Since minimal significant artefacts were found on Windows devices, network-based evidences can, potentially, facilitate investigations. For instance, both the source and destination of IP addresses observed on network packets would have evidentiary value to trace the suspect (see Fig. 7).

Our findings have shown that network metadata supports the occurrence of mobile communication activities. The limitation, however, is that network monitoring is, normally, a practice that takes place at organisational levels. Hence, it, generally, requires a warrant to undertake this practice on personal devices.

5 Discussion

The increasing adoption of cloud and mobile technology infrastructures by organisations present plausible abuse opportunities for terrorist activities. Cooperative counter-terrorism at organisational and national levels is needed to increase overall understanding and mitigate infrastructure abuse.

In this paper, we demonstrated the intricacies associated with investigating terrorist activities on mobile devices. Our experiments interact with cloud storage services (i.e. Dropbox, Google Drive and OneDrive) and communication apps (Messenger, WhatsApp, Telegram, Skype and Viber, including email client services). The findings show that we can reconstruct more complete activities on Android devices as compared to Windows Phone devices.
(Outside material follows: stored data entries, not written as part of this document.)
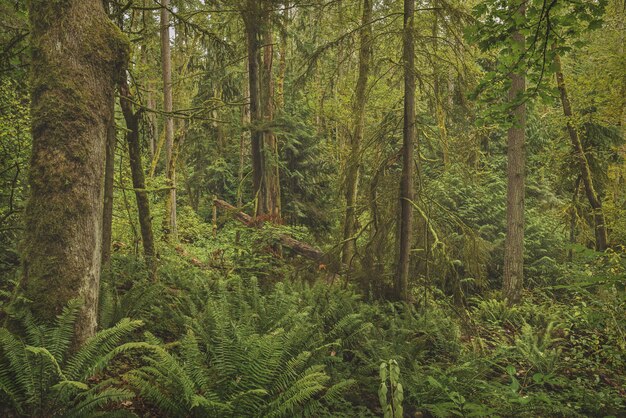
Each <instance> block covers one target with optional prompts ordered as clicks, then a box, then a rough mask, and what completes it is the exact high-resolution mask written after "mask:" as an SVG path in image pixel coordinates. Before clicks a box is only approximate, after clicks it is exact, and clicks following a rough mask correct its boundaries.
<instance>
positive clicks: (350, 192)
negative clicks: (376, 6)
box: [342, 0, 372, 266]
mask: <svg viewBox="0 0 626 418" xmlns="http://www.w3.org/2000/svg"><path fill="white" fill-rule="evenodd" d="M371 21H372V1H371V0H363V15H362V17H361V27H362V29H361V32H360V40H359V42H360V48H359V76H358V78H357V82H356V89H355V93H356V94H355V99H354V104H353V121H354V128H353V133H352V137H351V138H350V155H349V157H348V164H347V166H346V186H345V187H346V190H345V198H346V213H345V218H344V223H343V252H342V261H343V263H344V264H346V265H348V266H351V265H352V258H353V257H354V253H355V251H356V238H355V234H356V224H357V219H356V204H357V196H358V193H359V177H360V174H361V143H362V142H363V130H364V129H365V104H366V93H367V78H368V77H369V72H370V61H371V60H372V26H371Z"/></svg>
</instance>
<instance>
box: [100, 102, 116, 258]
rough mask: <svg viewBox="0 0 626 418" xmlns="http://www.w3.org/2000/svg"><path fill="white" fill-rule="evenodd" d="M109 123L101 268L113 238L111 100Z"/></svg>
mask: <svg viewBox="0 0 626 418" xmlns="http://www.w3.org/2000/svg"><path fill="white" fill-rule="evenodd" d="M110 106H111V115H112V117H111V121H110V123H109V126H108V129H107V142H106V149H105V164H104V207H103V215H102V261H101V263H102V267H103V268H106V267H107V266H108V265H109V261H110V260H111V241H112V237H113V231H112V229H113V181H114V179H115V145H116V142H117V137H116V131H115V117H114V115H115V101H114V100H111V105H110Z"/></svg>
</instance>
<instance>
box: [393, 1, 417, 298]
mask: <svg viewBox="0 0 626 418" xmlns="http://www.w3.org/2000/svg"><path fill="white" fill-rule="evenodd" d="M414 16H415V0H404V31H403V48H402V61H403V64H404V126H403V135H402V177H401V179H400V219H399V226H398V232H399V237H400V239H399V241H400V248H399V254H398V265H397V270H396V283H395V292H394V293H395V294H394V296H395V298H396V299H398V300H403V301H408V300H409V271H410V258H411V241H412V236H413V147H414V144H415V136H416V131H415V50H414V49H415V47H414V33H413V30H414Z"/></svg>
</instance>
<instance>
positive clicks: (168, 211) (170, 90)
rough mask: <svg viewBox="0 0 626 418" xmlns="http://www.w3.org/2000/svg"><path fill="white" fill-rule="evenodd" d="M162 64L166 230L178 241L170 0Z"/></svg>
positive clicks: (165, 35) (164, 9) (165, 17)
mask: <svg viewBox="0 0 626 418" xmlns="http://www.w3.org/2000/svg"><path fill="white" fill-rule="evenodd" d="M161 6H162V7H161V66H162V71H163V111H164V112H165V113H166V115H165V170H166V176H167V179H168V181H169V183H170V184H169V185H170V187H171V189H170V191H169V196H168V199H167V203H166V205H167V207H166V211H165V212H166V214H167V215H166V216H167V219H166V220H165V224H166V232H167V234H168V237H169V239H170V241H173V242H176V240H177V235H178V231H177V228H176V179H175V174H174V170H175V165H174V164H172V162H173V158H174V156H173V154H174V119H173V118H172V115H171V112H172V108H173V107H172V54H171V51H170V13H169V10H168V7H169V0H163V1H162V2H161Z"/></svg>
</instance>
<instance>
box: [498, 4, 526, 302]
mask: <svg viewBox="0 0 626 418" xmlns="http://www.w3.org/2000/svg"><path fill="white" fill-rule="evenodd" d="M513 7H517V10H516V11H515V13H517V14H518V15H520V16H522V17H523V16H525V12H526V9H525V5H524V2H522V3H519V2H518V3H517V5H516V6H513ZM511 42H512V43H513V44H517V45H519V50H520V51H523V50H524V48H525V42H524V35H523V34H522V33H521V32H520V31H519V30H518V29H516V30H515V32H513V35H512V39H511ZM510 77H511V87H510V89H509V102H510V103H514V102H516V101H517V100H520V99H521V97H522V95H523V94H524V92H525V91H526V78H525V76H524V73H523V72H522V71H521V70H520V69H513V70H512V73H511V75H510ZM511 112H512V116H513V126H511V127H510V128H509V130H508V133H507V144H508V148H507V194H506V195H507V199H506V238H505V242H504V278H503V286H502V294H503V297H504V298H505V299H506V300H507V301H508V303H509V304H514V303H517V302H519V300H520V298H521V295H522V286H523V281H524V171H525V156H524V148H525V145H524V142H525V140H526V132H525V130H526V104H525V103H520V104H518V105H517V106H515V107H514V108H513V109H512V110H511Z"/></svg>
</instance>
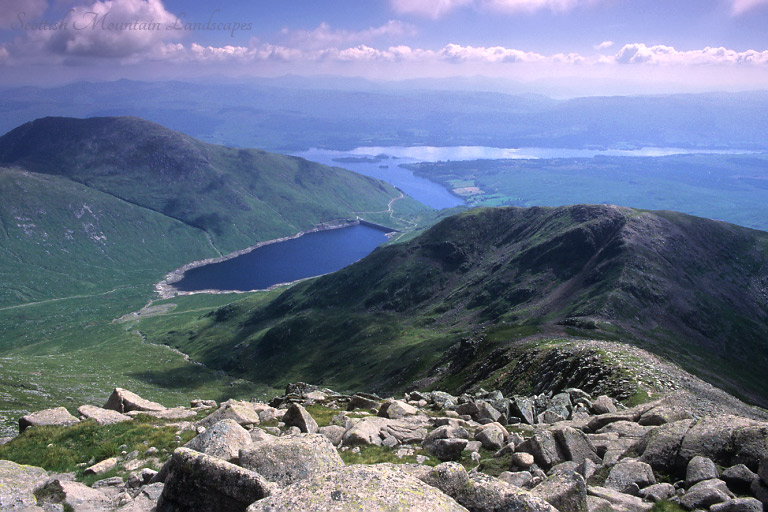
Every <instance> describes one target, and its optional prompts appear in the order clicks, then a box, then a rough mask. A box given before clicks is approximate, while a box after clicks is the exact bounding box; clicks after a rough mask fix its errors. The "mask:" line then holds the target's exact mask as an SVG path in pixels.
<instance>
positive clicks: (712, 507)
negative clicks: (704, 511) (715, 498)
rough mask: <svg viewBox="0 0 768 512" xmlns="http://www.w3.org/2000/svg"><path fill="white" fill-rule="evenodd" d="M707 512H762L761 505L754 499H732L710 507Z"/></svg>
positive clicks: (719, 503) (709, 507)
mask: <svg viewBox="0 0 768 512" xmlns="http://www.w3.org/2000/svg"><path fill="white" fill-rule="evenodd" d="M709 512H763V504H762V503H760V501H759V500H756V499H755V498H734V499H732V500H728V501H724V502H722V503H718V504H717V505H712V506H711V507H709Z"/></svg>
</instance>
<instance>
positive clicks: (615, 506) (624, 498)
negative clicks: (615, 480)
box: [587, 487, 653, 512]
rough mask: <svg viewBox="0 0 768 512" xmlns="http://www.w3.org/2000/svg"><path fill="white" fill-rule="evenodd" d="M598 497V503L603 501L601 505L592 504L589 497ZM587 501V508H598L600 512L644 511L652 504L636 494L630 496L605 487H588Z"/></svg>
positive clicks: (587, 492)
mask: <svg viewBox="0 0 768 512" xmlns="http://www.w3.org/2000/svg"><path fill="white" fill-rule="evenodd" d="M592 497H594V498H598V499H599V500H600V501H599V502H598V504H600V503H604V505H603V506H602V507H601V506H599V505H598V506H594V507H593V506H592V503H594V501H593V500H591V499H590V498H592ZM587 502H588V503H589V510H590V511H591V510H599V511H600V512H603V511H606V512H610V511H616V512H645V511H648V510H651V508H652V507H653V505H651V504H650V503H645V502H644V501H643V500H641V499H640V498H638V497H636V496H630V495H629V494H624V493H623V492H619V491H617V490H615V489H608V488H607V487H589V488H588V489H587Z"/></svg>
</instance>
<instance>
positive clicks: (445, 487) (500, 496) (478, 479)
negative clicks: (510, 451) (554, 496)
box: [424, 462, 557, 512]
mask: <svg viewBox="0 0 768 512" xmlns="http://www.w3.org/2000/svg"><path fill="white" fill-rule="evenodd" d="M424 481H425V482H426V483H428V484H429V485H431V486H433V487H436V488H438V489H440V490H441V491H442V492H444V493H445V494H447V495H448V496H450V497H452V498H453V499H455V500H456V501H457V502H459V503H460V504H461V505H463V506H464V507H466V508H467V509H468V510H470V511H473V512H475V511H477V512H481V511H490V510H497V511H502V510H510V511H520V512H556V511H557V509H555V508H554V507H553V506H552V505H550V504H549V503H547V502H546V501H544V500H543V499H541V498H538V497H536V496H534V495H533V494H531V493H530V492H528V491H525V490H523V489H520V488H519V487H515V486H514V485H510V484H508V483H507V482H504V481H502V480H499V479H498V478H493V477H489V476H487V475H485V474H483V473H474V472H473V473H472V474H469V473H467V470H466V469H464V466H462V465H461V464H458V463H455V462H445V463H443V464H440V465H438V466H435V468H434V469H433V470H432V471H430V473H429V474H428V475H426V476H425V477H424Z"/></svg>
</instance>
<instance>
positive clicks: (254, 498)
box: [157, 448, 276, 512]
On Android devices, we identified an account’s username, reconstructed a user’s activities and downloaded data. While on a Windows Phone only downloaded data; no database and XML files were extracted using logical acquisition. Similarly, while we can acquire viewed-only data in a cache folder for Android devices, only downloaded data is acquired on Windows Phone. The limited results derived from Windows Phone devices makes it necessary for a manual acquisition highly probable moreover when physical acquisition is not applicable. One study reported that more data was extracted including installed apps, databases and locations on Windows Phone device (i.e. Nokia Lumia 625) using physical acquisition method [19].

Focusing on communication apps, the extent of extracted data depends on the communication apps themselves. In other words, how individual apps store their data impacts extraction success, i.e., either in plaintext or encrypted. Telegram, which implements encryption, provides the fewest clues on users and metadata of events. In the future, similar encrypted data issues might be encountered for newer versions of WhatsApp.

6 Conclusion

This research highlighted the importance of mobile device forensics in investigations involving the use of cloud storage services and communication apps along with the necessity and potential utility of the integrated incident handling and digital forensics models to investigate and reconstruct terrorist incidents [5]. Key findings could inform future similar investigations.

Future research include extending the research to a wider range of mobile apps and app categories, as well as newer versions of mobile devices and operating systems.